Rapid hyperspectral photothermal mid-infrared spectroscopic imaging from
sparse data for gynecologic cancer tissue subtyping
- URL: http://arxiv.org/abs/2402.17960v1
- Date: Wed, 28 Feb 2024 00:57:35 GMT
- Title: Rapid hyperspectral photothermal mid-infrared spectroscopic imaging from
sparse data for gynecologic cancer tissue subtyping
- Authors: Reza Reihanisaransari, Chalapathi Charan Gajjela, Xinyu Wu, Ragib
Ishrak, Sara Corvigno, Yanping Zhong, Jinsong Liu, Anil K. Sood, David
Mayerich, Sebastian Berisha, and Rohith Reddy
- Abstract summary: Mid-infrared (MIR) hyperspectral photothermal imaging is a label-free, biochemically quantitative technology.
This work presents a novel approach to MIR photothermal imaging that enhances its speed by an order of magnitude.

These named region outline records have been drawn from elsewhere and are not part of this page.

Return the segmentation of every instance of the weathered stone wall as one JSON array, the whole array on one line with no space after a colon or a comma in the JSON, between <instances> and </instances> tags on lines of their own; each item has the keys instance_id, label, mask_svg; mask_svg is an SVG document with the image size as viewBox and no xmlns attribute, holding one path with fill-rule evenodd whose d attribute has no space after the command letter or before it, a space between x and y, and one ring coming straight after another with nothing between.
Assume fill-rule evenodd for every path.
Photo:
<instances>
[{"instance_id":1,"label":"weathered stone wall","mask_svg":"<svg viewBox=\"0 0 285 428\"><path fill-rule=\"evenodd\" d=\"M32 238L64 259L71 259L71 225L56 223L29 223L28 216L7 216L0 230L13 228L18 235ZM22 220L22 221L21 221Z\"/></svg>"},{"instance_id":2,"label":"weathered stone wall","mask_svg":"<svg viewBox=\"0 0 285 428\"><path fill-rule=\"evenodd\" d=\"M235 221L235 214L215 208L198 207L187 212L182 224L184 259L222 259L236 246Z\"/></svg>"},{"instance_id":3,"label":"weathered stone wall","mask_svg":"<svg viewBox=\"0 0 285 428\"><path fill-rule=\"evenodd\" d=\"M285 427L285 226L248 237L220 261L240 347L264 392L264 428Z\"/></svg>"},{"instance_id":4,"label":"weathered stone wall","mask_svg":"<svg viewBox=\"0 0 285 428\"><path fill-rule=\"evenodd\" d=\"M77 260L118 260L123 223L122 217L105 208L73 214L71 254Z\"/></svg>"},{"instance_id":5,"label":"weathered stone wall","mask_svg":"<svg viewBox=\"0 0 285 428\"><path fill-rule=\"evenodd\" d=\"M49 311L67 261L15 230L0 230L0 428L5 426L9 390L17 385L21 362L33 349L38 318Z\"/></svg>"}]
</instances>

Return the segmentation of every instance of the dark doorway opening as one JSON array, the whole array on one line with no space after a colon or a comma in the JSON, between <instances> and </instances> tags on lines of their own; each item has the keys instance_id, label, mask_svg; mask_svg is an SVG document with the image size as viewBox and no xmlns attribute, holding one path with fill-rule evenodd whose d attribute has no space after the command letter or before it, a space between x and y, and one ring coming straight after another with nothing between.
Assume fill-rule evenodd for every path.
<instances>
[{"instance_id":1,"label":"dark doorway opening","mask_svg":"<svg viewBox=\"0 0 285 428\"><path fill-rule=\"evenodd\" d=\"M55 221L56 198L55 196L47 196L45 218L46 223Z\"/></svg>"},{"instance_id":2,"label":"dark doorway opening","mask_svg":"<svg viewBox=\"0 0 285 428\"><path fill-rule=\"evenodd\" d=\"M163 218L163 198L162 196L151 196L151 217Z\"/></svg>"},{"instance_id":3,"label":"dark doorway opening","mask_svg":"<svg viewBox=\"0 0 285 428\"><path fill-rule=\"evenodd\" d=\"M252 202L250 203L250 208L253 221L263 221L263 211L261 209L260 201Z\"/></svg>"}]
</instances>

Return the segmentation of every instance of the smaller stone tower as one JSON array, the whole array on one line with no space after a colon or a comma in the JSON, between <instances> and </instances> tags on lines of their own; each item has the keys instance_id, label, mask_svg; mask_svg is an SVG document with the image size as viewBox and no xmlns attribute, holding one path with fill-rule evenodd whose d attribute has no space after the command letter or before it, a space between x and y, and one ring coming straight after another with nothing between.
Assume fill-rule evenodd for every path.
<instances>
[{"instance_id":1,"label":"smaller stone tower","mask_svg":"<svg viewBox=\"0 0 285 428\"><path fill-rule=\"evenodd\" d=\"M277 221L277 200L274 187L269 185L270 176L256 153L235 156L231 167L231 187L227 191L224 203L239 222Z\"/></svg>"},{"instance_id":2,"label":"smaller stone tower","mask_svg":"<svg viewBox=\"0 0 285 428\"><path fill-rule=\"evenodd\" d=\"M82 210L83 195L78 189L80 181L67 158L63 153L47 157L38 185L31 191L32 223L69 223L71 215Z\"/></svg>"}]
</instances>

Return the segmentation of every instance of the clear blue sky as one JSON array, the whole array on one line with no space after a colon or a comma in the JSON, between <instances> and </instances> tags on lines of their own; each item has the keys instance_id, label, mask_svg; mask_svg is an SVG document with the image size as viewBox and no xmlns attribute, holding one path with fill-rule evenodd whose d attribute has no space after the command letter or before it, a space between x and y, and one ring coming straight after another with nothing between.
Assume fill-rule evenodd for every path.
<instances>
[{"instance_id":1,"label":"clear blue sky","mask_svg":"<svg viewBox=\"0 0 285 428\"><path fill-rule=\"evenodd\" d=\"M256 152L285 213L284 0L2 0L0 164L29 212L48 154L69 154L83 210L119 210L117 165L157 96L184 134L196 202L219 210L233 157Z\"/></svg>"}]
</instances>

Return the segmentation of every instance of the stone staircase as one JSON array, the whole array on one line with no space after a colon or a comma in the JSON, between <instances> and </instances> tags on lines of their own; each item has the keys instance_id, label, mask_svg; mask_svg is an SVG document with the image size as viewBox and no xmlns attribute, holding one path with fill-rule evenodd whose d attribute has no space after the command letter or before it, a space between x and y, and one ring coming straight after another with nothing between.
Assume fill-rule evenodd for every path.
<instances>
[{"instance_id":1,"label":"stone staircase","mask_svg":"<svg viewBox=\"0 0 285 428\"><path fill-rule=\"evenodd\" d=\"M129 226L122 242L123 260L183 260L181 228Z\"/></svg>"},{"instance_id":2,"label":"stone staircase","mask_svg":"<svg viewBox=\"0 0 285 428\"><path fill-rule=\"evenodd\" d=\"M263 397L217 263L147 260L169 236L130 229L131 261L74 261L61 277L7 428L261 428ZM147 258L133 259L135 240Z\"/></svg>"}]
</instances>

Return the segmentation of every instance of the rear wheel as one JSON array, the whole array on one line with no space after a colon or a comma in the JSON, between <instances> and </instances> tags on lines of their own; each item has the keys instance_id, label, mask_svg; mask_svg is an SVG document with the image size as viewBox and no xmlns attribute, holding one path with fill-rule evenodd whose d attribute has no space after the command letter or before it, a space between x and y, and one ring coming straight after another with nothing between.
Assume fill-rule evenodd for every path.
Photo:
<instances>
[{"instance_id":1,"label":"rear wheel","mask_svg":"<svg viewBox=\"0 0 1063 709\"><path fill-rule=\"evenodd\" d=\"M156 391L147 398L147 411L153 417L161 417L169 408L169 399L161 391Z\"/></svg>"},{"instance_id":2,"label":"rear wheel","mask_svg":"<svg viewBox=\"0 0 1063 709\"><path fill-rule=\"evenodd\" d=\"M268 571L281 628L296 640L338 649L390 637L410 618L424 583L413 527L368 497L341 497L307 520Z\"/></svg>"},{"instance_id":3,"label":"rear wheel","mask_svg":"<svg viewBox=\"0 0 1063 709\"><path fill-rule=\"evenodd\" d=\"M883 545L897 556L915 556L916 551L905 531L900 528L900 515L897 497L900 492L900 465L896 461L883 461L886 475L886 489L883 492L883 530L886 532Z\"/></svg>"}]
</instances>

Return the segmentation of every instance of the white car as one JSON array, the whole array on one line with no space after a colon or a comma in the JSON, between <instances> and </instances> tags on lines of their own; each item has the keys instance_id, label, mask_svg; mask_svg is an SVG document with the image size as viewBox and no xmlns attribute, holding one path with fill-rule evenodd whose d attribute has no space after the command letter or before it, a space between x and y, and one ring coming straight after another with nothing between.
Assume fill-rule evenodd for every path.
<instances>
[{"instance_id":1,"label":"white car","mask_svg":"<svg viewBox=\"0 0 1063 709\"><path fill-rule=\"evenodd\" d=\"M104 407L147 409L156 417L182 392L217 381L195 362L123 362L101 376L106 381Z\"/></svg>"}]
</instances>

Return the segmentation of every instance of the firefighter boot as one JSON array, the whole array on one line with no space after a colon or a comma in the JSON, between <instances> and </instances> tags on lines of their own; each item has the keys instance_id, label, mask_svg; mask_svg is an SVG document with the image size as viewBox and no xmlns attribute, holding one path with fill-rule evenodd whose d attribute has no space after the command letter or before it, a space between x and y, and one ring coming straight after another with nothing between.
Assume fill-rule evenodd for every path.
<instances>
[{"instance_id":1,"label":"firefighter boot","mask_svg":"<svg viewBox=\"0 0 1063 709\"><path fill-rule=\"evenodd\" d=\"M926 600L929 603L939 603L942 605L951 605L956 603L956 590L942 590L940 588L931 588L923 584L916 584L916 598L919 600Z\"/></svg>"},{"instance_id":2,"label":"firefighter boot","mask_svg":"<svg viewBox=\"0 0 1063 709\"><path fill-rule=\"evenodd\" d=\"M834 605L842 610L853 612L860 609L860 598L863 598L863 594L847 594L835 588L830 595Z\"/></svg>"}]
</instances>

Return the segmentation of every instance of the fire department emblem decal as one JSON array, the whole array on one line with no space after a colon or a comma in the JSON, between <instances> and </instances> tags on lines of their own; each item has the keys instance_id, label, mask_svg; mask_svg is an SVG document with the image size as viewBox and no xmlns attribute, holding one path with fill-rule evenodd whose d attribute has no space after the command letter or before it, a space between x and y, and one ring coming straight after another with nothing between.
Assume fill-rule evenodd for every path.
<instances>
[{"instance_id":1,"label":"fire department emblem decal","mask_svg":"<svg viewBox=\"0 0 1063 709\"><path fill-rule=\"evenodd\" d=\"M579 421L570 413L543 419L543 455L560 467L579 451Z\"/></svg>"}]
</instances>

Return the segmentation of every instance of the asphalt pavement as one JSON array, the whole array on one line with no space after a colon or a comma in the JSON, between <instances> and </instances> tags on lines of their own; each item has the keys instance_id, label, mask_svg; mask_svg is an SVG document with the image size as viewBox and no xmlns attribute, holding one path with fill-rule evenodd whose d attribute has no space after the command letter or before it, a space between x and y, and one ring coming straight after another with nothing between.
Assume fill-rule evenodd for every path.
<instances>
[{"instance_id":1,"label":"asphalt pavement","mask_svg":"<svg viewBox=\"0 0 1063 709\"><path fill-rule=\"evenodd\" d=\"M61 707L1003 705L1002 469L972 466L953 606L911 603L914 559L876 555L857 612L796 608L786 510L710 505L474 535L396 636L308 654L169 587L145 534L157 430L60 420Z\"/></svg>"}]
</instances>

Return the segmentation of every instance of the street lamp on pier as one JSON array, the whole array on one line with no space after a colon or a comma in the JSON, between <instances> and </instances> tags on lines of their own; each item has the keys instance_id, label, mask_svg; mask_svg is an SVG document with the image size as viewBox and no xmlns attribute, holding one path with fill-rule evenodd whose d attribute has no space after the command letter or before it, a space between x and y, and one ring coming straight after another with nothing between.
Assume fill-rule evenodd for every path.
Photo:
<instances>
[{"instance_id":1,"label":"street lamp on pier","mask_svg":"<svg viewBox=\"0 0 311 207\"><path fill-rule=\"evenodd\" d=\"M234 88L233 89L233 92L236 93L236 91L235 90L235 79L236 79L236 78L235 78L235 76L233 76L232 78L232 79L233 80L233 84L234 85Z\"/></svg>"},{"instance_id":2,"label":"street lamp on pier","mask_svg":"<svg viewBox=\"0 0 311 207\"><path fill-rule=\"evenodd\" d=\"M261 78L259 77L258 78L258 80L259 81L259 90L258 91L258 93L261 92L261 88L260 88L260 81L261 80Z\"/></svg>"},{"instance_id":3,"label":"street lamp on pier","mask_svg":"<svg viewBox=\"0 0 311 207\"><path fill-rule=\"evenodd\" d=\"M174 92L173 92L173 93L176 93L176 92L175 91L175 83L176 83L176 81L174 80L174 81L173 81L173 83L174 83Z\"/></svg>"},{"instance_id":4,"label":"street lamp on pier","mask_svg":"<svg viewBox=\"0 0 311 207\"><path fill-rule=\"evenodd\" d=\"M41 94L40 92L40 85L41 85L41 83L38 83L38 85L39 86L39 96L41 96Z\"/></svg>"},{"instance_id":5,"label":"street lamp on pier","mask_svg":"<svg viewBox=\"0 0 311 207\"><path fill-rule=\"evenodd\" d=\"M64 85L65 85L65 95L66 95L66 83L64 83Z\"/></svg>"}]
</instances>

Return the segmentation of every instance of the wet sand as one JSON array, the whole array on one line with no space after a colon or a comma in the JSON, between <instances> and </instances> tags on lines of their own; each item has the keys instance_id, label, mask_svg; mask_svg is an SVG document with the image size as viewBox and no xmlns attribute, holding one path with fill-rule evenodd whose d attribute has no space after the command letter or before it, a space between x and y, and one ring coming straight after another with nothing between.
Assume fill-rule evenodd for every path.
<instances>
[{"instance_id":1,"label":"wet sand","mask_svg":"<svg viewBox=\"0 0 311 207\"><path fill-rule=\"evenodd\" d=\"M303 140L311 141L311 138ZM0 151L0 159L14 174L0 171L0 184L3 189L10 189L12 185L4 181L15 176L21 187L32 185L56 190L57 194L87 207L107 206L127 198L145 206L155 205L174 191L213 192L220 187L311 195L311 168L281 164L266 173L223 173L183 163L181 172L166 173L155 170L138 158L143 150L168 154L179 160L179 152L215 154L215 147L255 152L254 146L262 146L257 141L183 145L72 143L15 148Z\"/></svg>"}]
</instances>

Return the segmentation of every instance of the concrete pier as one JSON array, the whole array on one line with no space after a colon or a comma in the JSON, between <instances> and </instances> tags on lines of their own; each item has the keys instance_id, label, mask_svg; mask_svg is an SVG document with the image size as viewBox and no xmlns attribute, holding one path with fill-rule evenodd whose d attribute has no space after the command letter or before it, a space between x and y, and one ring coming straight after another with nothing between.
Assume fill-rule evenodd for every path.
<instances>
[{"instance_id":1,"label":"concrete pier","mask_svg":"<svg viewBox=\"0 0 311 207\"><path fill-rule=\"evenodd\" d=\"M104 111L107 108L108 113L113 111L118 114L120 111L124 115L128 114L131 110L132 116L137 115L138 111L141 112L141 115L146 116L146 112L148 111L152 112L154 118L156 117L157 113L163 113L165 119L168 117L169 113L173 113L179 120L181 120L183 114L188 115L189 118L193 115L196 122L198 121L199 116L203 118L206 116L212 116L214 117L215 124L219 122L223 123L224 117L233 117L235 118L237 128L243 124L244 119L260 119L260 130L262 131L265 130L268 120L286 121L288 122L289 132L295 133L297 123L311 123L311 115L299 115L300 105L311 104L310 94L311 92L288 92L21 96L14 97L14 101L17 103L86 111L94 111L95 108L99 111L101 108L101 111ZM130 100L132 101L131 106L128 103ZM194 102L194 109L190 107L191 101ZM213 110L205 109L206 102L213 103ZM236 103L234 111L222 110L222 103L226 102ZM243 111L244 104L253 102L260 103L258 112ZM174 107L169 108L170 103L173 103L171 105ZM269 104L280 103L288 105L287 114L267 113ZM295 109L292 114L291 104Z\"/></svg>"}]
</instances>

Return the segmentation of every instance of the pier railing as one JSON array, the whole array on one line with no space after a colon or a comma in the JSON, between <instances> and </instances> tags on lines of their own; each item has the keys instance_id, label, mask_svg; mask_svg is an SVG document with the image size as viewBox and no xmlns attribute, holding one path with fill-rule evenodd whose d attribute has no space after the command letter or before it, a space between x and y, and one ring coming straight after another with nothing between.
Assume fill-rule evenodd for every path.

- Score: 3.550171634694342
- License: http://creativecommons.org/licenses/by/4.0/
- Abstract: Ovarian cancer detection has traditionally relied on a multi-step process
that includes biopsy, tissue staining, and morphological analysis by
experienced pathologists. While widely practiced, this conventional approach
suffers from several drawbacks: it is qualitative, time-intensive, and heavily
dependent on the quality of staining. Mid-infrared (MIR) hyperspectral
photothermal imaging is a label-free, biochemically quantitative technology
that, when combined with machine learning algorithms, can eliminate the need
for staining and provide quantitative results comparable to traditional
histology. However, this technology is slow. This work presents a novel
approach to MIR photothermal imaging that enhances its speed by an order of
magnitude. Our method significantly accelerates data collection by capturing a
combination of high-resolution and interleaved, lower-resolution infrared band
images and applying computational techniques for data interpolation. We
effectively minimize data collection requirements by leveraging sparse data
acquisition and employing curvelet-based reconstruction algorithms. This method
enables the reconstruction of high-quality, high-resolution images from
undersampled datasets and achieving a 10X improvement in data acquisition time.
We assessed the performance of our sparse imaging methodology using a variety
of quantitative metrics, including mean squared error (MSE), structural
similarity index (SSIM), and tissue subtype classification accuracies,
employing both random forest and convolutional neural network (CNN) models,
accompanied by ROC curves. Our statistically robust analysis, based on data
from 100 ovarian cancer patient samples and over 65 million data points,
demonstrates the method's capability to produce superior image quality and
accurately distinguish between different gynecological tissue types with
segmentation accuracy exceeding 95%.